Editoriaux - Histoire - Politique - Société - 4 octobre 2014

Un parti comme les autres

Deux élus frontistes, Stéphane Ravier et David Rachline, font leur entrée au Sénat, confirmant l’ancrage de ce parti dans le paysage politique français. J’entends autour de moi des personnes affirmer qu’il y a danger pour la démocratie. Ne serait-il pas plutôt anormal que 20 à 30 % des suffrages exprimés dans les scrutins ne trouvent aucune expression dans les institutions de la République ? Et ceux qui s’en offusquent au nom de je ne sais quelle valeur républicaine, et qui sont aussi les premiers à refuser une dose de proportionnelle, peuvent-ils encore se dire démocrates ?

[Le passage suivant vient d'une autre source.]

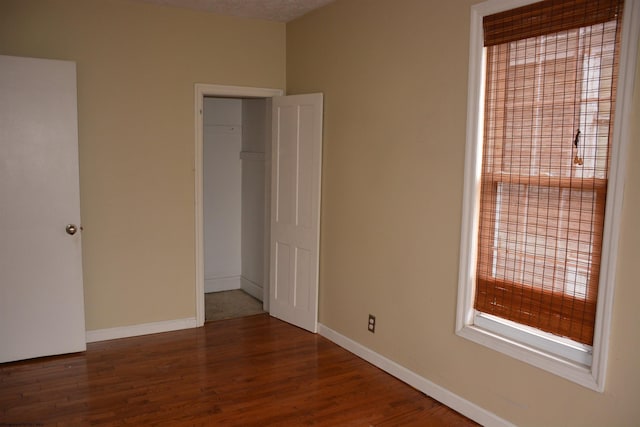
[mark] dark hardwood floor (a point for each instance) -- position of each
(252, 371)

Ce n’est d’ailleurs pas seulement dans le paysage politique que le Front national progresse, il fait son lit dans l’ensemble de la société civile, dans toutes les couches de la population : agriculteurs, artisans, commerçants, patrons de PME, cadres, universitaires, professions libérales, enseignants, étudiants et lycéens. Cette réalité, il faut désormais l’accepter. On parle d’un vote protestataire, d’une radicalisation locale et nationale grandissante. Mais pourquoi voudrait-on que les électeurs soient immatures, guidés par la peur, et ne votent pas en fonction de leurs convictions ?

Récupérer des pans de souveraineté délégués à Bruxelles, lutter à armes égales avec nos concurrents sur le plan économique, réguler les flux migratoires et lutter contre l’insécurité, favoriser la préférence nationale et l’État-nation, valoriser le patrimoine et l’identité française, est-ce revenir aux « heures sombres » de notre histoire ? Qui a dit qu’il fallait fermer les frontières, ne plus commercer avec nos partenaires européens, ne plus accueillir d’étrangers sur notre territoire ? Voici une vision bien caricaturale.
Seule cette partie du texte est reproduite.